Dutch flower firm operating in Kenya, Van Den Berg Limited, has lost a case against the Kenya Revenue Authority (KRA) after the High Court ordered it to pay KSh1.3 billion in taxes.
The order comes after the High Court dismissed a judicial review application filed by the company in April 2016, seeking to revoke a tax assessment issued by the Commissioner of Domestic Taxes.
KRA selected the firm for a tax audit for the tax period 2008 to 2013. On conclusion of the audit, the Authority issued a Notice of Assessment of KSh1.3 billion in respect of Van Den’s Corporation tax, Withholding Income Tax, Value Added Tax (VAT), Pay As You Earn (PAYE), and KEBS Levy.

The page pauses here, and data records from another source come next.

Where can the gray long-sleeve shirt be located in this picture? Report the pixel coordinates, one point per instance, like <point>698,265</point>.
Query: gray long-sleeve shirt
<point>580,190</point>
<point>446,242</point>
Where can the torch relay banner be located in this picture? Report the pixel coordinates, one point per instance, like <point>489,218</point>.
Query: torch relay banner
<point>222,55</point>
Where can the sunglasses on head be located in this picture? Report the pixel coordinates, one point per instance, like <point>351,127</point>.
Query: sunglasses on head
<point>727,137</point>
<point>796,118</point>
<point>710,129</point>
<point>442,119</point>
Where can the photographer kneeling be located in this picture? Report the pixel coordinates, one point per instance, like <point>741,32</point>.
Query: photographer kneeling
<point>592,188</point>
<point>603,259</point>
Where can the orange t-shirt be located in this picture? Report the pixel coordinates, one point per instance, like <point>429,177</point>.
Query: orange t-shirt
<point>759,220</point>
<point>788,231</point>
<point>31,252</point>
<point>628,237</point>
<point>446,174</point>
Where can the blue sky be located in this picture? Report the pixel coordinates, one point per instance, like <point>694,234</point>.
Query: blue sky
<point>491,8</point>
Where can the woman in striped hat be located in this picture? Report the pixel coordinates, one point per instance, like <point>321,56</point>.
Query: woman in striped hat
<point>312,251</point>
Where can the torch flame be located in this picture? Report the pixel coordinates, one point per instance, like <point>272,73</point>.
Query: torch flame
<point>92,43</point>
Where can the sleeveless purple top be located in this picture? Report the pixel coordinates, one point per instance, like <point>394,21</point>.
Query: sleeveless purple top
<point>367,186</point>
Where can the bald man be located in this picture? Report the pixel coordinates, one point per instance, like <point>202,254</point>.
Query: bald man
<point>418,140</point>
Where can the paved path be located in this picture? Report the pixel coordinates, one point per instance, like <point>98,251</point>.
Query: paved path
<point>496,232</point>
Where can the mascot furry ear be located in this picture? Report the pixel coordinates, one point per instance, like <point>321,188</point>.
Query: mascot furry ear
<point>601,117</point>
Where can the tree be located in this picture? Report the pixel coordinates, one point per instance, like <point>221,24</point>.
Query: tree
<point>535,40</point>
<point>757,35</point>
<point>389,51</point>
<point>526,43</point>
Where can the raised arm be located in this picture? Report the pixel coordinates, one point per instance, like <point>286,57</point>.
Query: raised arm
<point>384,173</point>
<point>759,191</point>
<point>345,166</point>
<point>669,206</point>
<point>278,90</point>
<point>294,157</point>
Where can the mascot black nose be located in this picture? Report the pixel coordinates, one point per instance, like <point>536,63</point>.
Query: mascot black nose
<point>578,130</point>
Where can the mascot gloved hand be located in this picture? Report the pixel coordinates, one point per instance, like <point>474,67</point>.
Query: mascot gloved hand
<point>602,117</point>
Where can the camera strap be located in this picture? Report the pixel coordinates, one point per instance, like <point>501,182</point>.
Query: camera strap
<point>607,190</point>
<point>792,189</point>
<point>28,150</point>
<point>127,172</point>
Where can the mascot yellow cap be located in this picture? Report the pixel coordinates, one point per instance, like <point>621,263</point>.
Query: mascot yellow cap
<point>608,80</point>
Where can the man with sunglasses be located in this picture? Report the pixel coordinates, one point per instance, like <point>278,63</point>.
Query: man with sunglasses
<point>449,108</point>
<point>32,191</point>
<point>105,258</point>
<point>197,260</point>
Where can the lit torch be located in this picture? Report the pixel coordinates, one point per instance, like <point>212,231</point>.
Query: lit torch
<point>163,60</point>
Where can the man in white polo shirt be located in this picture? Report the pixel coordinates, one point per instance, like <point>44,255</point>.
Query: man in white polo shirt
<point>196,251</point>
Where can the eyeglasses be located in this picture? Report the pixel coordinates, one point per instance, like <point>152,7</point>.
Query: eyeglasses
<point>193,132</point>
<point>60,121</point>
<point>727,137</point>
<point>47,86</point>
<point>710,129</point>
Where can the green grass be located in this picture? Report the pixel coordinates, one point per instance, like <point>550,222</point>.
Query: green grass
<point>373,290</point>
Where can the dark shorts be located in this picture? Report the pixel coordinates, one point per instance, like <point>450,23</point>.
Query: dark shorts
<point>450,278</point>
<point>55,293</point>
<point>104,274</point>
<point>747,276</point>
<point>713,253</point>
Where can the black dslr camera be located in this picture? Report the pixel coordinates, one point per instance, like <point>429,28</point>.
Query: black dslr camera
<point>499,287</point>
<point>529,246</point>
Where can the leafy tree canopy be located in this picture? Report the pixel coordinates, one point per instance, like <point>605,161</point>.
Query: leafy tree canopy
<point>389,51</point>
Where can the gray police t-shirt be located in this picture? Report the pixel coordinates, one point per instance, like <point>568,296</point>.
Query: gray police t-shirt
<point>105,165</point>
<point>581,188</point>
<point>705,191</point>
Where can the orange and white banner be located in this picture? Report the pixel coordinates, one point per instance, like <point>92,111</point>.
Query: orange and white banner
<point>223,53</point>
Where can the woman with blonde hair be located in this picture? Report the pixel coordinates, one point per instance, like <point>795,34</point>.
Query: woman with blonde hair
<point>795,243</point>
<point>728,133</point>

Thereafter, Van Den filed a case challenging the assessment and objected to the decision by the Commissioner of Domestic Taxes.
However, in its online ruling made on 29th May, the High Court agreed with KRA’s position and ruled that the issues before it were not of a judicial review nature, but should instead be solved before the Tax Appeals Tribunal, striking out the case and awarding costs to KRA.
Van den Berg is a rose-grower with nurseries in the Netherlands, Kenya, and China. The dutch firm also has a processing facility at Floraholland Naaldwijk used to add value to the Dutch and Kenyan flowers.
The flower industry is among Kenya’s largest foreign exchange-earners. Kenya is the world’s 4th largest flower exporter. It has created jobs for close to 150,000 people. In 2018 alone, cut flowers earned the country KSh113 billion.